His laugh turned into a growl as he stroked her panty-free behind and between her legs, as he lifted her against the hard ridge of his fly. And whatever teasing remark she’d been working up next was driven from her mind by the powerful wave of longing that racked her body.
She saw the same in his eyes, the connection, the recognition of equal and matching desi
res, and knew this was the only man she had ever—could ever—feel this liberated with, this trusting of, this intensely for.
“You’re already wet.”
“Since this morning in bed.”
He groaned, low and rough, and touched her again.
“You make me wet, Seth,” she whispered. “I want you inside me. Now.”
“Here?”
“Here. Now.”
“I have a bed upstairs.”
She undid his pants, cupped the tight fullness between his legs. “I have all I want right—”
He cut her off with a feral growl. “Wrap your legs around me.”
Vaguely she registered the pause, the package he fished from his pocket, but then he gripped her hips and thrust inside her.

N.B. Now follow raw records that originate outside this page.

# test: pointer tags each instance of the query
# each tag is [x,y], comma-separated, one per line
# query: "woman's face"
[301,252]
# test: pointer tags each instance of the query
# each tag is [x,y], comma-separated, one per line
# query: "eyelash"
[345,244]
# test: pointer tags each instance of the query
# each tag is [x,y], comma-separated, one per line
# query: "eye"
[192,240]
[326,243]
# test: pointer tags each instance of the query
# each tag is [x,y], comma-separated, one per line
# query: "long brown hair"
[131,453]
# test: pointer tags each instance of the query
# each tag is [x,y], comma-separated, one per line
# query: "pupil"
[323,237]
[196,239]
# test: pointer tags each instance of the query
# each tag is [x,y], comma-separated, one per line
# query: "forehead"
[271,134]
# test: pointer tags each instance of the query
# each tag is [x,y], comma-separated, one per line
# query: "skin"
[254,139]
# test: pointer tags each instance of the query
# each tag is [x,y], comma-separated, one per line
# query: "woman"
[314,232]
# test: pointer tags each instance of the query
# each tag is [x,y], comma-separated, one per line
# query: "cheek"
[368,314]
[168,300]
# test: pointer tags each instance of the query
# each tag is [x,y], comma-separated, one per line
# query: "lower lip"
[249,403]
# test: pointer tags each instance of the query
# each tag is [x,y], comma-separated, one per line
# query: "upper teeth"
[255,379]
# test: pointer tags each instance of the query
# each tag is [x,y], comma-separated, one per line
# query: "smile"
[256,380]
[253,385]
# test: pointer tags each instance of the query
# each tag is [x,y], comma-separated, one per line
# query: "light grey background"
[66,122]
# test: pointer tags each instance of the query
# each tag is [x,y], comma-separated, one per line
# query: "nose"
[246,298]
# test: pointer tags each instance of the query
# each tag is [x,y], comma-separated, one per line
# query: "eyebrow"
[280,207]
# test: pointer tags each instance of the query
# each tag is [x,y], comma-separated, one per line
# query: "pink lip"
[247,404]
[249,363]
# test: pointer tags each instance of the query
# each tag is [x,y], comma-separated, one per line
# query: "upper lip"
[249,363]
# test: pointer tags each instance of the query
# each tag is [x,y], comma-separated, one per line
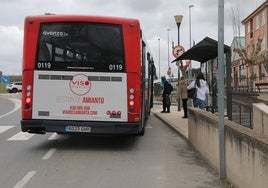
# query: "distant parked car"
[14,87]
[172,81]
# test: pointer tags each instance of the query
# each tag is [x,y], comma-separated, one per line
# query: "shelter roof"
[203,51]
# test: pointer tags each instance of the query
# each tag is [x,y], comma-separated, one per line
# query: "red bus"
[85,74]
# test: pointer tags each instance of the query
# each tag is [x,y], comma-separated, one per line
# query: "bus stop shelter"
[206,50]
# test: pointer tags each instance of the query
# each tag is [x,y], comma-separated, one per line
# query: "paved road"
[159,159]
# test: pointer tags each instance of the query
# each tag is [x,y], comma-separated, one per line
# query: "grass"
[3,88]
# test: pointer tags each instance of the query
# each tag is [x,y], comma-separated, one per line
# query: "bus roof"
[86,18]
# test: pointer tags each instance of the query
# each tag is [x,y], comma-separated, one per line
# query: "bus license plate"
[77,129]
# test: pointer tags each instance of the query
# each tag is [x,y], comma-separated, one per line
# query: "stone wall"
[246,150]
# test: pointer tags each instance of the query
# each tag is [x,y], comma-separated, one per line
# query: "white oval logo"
[80,85]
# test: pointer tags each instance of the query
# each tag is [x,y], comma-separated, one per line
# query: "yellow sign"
[177,51]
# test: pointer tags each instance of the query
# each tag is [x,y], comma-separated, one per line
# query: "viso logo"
[80,85]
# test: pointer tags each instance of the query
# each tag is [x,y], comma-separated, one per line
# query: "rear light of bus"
[133,97]
[28,98]
[27,94]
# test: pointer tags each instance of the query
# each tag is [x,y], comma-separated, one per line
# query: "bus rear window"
[72,46]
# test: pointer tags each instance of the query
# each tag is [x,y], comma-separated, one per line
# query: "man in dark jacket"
[166,95]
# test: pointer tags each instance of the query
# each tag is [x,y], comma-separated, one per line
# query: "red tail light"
[27,94]
[133,95]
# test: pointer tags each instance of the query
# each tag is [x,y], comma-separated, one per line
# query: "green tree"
[250,57]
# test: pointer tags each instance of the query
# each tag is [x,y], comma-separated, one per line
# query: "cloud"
[10,49]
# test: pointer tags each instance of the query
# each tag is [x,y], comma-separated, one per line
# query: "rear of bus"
[82,74]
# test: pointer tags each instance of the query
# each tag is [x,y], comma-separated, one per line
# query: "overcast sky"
[156,17]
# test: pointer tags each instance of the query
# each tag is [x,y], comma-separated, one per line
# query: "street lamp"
[159,55]
[190,43]
[178,20]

He rasped out a curse, a blessing, a promise, and held himself still, all the way inside her, filling her body while her heart overflowed with sweet, blind want.
“Take my dress off,” she whispered, desperate for skin against skin, for his hands and his mouth. “Quickly.”
The dress was gone in a flash of heat and he licked her breasts and took her mouth and started to move inside her with a strong, pulsing rhythm that stole her breath.
How could she have missed what she’d had for only one night? How could she have missed it so intensely? He bit on her earlobe and spoke low and hoarse at her ear. “Last time I marked you here.” He thumbed the soft skin of her throat. “And every day I wanted to shift your hair and see. To know it was real. That you’d been mine.”
The elemental, possessive message blazed through her body, as hot as the skin beneath her hands, as intense as the expression on his face, as savage as the edges of her control.
“I’m real.” She bit at his skin, then lathed it with her tongue. “And I’m yours.”
The burning intensity in his eyes consumed her. The sound of their ragged breathing wrapped them in a sultry cloak of need. And their joining grew teeth, barely contained, barely civilized, until he thrust fierce and deep and they shattered together.